China regulará primeiro o impacto emocional dos chatbots de IA

11

A China está a preparar-se para implementar as primeiras regulamentações do mundo que visam especificamente os efeitos emocionais e psicológicos dos chatbots de inteligência artificial. As novas regras, delineadas num projeto de proposta da Administração do Ciberespaço, visam prevenir conteúdos nocivos e mitigar riscos como a dependência emocional e o vício.

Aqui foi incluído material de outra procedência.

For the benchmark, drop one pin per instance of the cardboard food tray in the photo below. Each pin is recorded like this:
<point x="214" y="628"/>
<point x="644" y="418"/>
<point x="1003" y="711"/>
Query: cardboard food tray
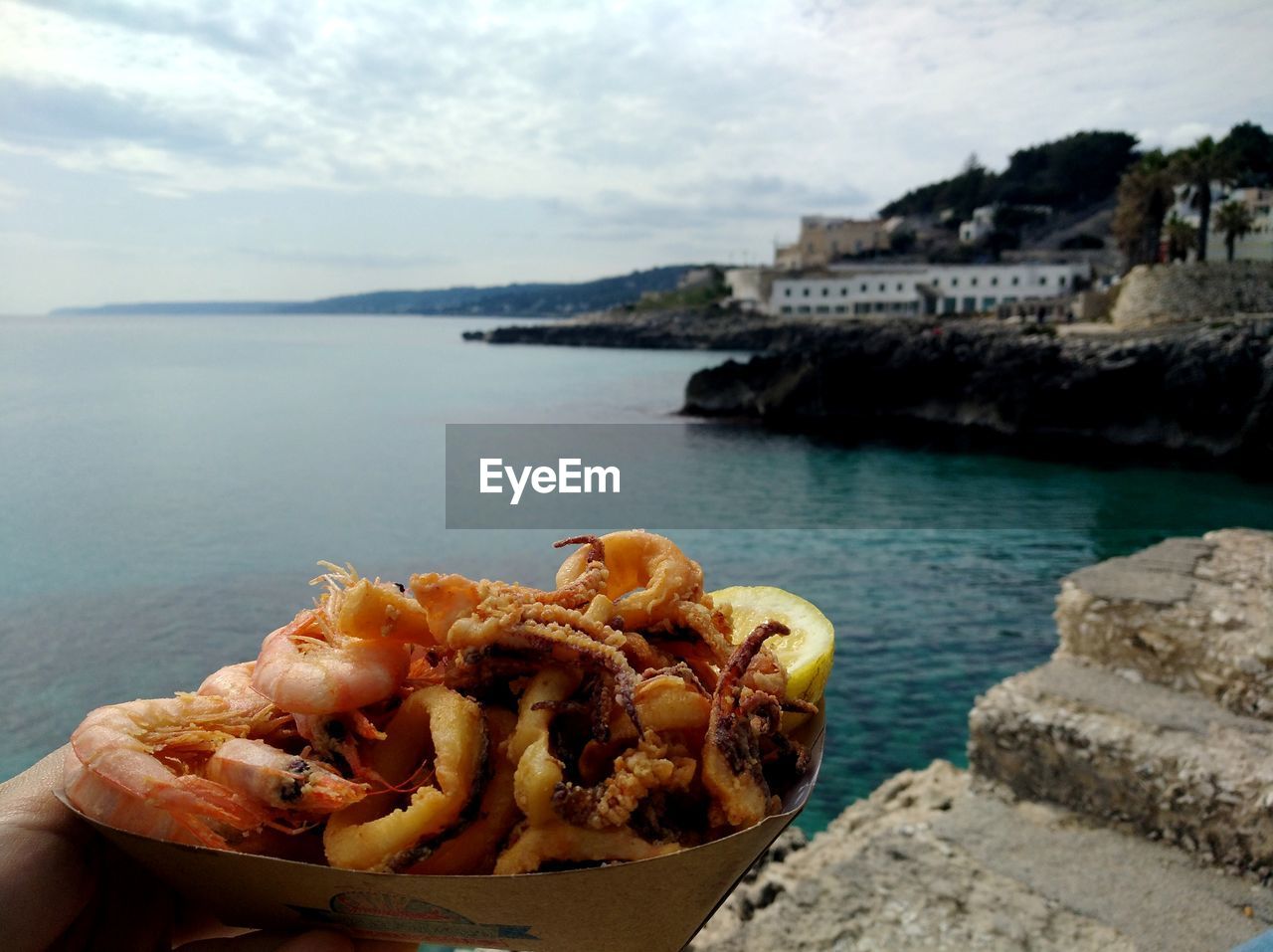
<point x="644" y="905"/>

Controles rígidos nas interações do chatbot

A política proposta inclui o consentimento obrigatório do tutor para menores que interagem com companheiros de IA e medidas rigorosas de verificação de idade. Os chatbots serão proibidos de gerar conteúdo relacionado a jogos de azar, obscenidade, violência, suicídio ou automutilação. As empresas de tecnologia também serão obrigadas a estabelecer protocolos de escalonamento que conectem usuários em perigo a moderadores humanos e sinalizem conversas potencialmente perigosas aos pais ou responsáveis.

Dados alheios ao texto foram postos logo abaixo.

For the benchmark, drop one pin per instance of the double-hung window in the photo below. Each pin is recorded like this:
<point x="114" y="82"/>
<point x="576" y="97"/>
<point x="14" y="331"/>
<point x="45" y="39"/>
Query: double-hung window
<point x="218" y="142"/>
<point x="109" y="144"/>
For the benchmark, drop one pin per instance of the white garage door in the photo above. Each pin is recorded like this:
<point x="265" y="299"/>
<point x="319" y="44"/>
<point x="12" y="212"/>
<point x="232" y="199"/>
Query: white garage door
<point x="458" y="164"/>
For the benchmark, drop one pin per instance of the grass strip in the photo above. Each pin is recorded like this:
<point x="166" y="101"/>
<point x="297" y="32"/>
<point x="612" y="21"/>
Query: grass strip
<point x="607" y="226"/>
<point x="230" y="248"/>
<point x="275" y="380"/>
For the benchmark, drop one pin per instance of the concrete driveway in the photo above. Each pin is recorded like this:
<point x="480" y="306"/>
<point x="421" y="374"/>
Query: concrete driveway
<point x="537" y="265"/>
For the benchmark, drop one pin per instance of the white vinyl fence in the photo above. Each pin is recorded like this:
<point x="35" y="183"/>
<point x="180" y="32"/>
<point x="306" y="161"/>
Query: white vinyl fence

Essa abordagem vai além da simples filtragem de conteúdo. As regulamentações se concentram na segurança emocional, monitorando os bate-papos em busca de sinais de apego prejudicial ou comportamento viciante. O objetivo é garantir que as interações de IA não afetem negativamente o bem-estar mental dos usuários.

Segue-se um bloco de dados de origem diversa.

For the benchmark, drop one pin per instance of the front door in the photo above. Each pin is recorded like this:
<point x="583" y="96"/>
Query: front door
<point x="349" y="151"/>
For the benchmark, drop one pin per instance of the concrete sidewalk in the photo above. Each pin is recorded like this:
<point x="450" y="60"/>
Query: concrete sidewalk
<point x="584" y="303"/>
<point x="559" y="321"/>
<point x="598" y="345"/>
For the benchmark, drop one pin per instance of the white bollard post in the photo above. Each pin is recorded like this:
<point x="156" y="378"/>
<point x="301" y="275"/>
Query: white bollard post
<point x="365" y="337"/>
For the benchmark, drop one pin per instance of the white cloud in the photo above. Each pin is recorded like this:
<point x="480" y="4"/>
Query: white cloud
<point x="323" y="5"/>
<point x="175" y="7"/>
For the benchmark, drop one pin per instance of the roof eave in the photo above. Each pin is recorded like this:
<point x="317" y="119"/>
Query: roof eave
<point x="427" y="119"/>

Implicações e paralelos globais

Esta medida posiciona a China como pioneira na regulamentação de ferramentas antropomórficas de IA – sistemas concebidos para simular a personalidade humana e envolver emocionalmente os utilizadores através de vários meios de comunicação. As regras serão aplicadas a qualquer IA que imite a interação humana, independentemente de ser baseada em texto, imagem, áudio ou vídeo.

Existem disposições semelhantes no recém-aprovado SB 243 da Califórnia, que também fortalece as restrições de conteúdo e exige avisos de que os usuários estão interagindo com uma IA. No entanto, alguns especialistas argumentam que mesmo a lei da Califórnia não vai suficientemente longe para proteger totalmente os menores.

Abordagem dos EUA e a corrida da IA

O governo federal dos EUA adotou uma postura diferente, com a administração Trump atrasando a regulamentação da IA a nível estadual. O argumento é que o aumento da supervisão prejudicará a inovação interna e permitirá à China assumir a liderança na corrida global da IA. O financiamento federal está a ser negado aos estados que reforçam a supervisão da IA, dando prioridade a um “quadro nacional para a segurança da IA”.

Esta divergência de abordagem destaca a tensão crescente entre inovação e segurança no campo em rápida evolução da inteligência artificial. As regulamentações proativas da China sugerem uma disposição para priorizar o bem-estar dos usuários, mesmo que isso signifique restringir certos avanços tecnológicos. A estratégia dos EUA, entretanto, dá prioridade à manutenção de uma vantagem competitiva.

As implicações destas diferentes estratégias ainda não foram vistas, mas a ação da China é um passo significativo em direção a um cenário de IA mais regulamentado.